3 Interaction Model (8 points)

## install.packages("HistData",  repos = "http://cran.us.r-project.org", dependencies=TRUE).  (After the first compile, we may comment out this line.
library("HistData")
data(GaltonFamilies)
Galton2 <- data.frame(GaltonFamilies)
names(Galton2)
## [1] "family"          "father"          "mother"          "midparentHeight"
## [5] "children"        "childNum"        "gender"          "childHeight"

Note: I will use “we” or “us” hereinafter to avoid first paragraph narrative which in my opinion does not come across as a very convincing means of communicating data analysis. In other words, the use of “we” or “us” does not indicate that another individual or entity assisted in the response to the six Mid-Term Exam responses.

3.1. Fit an the interaction model g1: childHeight ~ gender + midparentHeight + gender:midparentHeight.

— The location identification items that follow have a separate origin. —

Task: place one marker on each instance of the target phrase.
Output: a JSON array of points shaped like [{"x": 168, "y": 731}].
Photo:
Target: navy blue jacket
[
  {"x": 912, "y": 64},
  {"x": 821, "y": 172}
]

g1 <- lm(childHeight~gender+midparentHeight+gender:midparentHeight, data = Galton2)

Response to Question No. 3.1: As shown above, we use the R function lm to create interaction model “g1” which is used to carry out regression at a single stratum analysis of variance and analysis of co-variance.

3.2. Using title “Residual Plot”, obtain the scatterplot of the residuals vs fitted values. Don’t print it, save it in p1.

library(ggplot2)
p1 <- ggplot(g1) + 
  aes(x=.fitted, y=.resid) + 
  geom_point() +
  labs(title = "Residual Plot")

Response to Question No. 3.2: As shown above, no plot is displayed and instead we have save the data to memory as “p1.” As shown above, we first initializes a ggplot object and use the R function aes() as we expect all layers to use the same data and the same set of aesthetics, throughout this problem set.

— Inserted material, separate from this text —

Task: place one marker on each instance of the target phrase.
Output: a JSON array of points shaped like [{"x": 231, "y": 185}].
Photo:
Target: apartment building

3.3. Using title “Residual Plot”, obtain the scatterplot of the residuals vs midparentHeight. Don’t print it, save it in p2.

p2 <- ggplot(g1) + 
  aes(x=midparentHeight, y=.resid) + 
  geom_point() +
  labs(title = "Residual Plot")

Response to Question No. 3.3: Same procedure in RStudio with “midparentHeight” to create a residual plot and save to memory as “p2” (nothing to see here “move on”).

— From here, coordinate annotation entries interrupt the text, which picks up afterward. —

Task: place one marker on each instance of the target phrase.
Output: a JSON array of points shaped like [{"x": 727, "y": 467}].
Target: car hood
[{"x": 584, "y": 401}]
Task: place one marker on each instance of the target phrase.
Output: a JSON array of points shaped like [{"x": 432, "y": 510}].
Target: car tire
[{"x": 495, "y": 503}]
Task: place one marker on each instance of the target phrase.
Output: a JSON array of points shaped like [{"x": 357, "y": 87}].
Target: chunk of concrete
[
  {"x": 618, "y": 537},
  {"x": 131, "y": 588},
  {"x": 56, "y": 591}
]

3.4. Using title “Boxplot”, obtain the boxplot of the residuals vs gender. Don’t print it, save it in p3.

p3 <- ggplot(g1) + 
  aes(x=gender, y=.resid) + 
  geom_boxplot() +
  labs(title = "Boxplot")

Response to Question No. 3.4: Same procedure in RStudio with box and whiskers plot saved to memory to create “p2” (again, nothing to see here “move on”).

3.5. Using title “QQ-plot”, obtain the QQ-plot, with a red qq-line, of the residuals. Don’t print it, save it in p4.

p4 <- ggplot(g1) + 
  aes(sample=.resid) + 
  geom_qq() +
  geom_qq_line(color="red") +
  labs(title = "QQ-plot")

Response to Question No. 3.5: Same procedure in RStudio with Q–Q (quantile-quantile) Plot saved to memory to create “p2” (again, nothing to see here “move on”). In statistics we use Q-Q plots to illustrate that residuals are normally distributed (e.g., residuals follow close to a straight line on this plot, it is a good indication they are normally distributed).

3.6. Using a 2x2 grid, plot all four plots using gridExtra.

gridExtra::grid.arrange(p1, p2, p3, p4, nrow = 2)

Response to Question No. 3.6: As shown above, using the R function gridExtra the output of p1 through p4 are arrange in multiple grobs (graphical objects) on a single page in a 2 x 2 grid to allow for a convenient visualization of the data.

3.7. What patterns do the above plots reveal if any?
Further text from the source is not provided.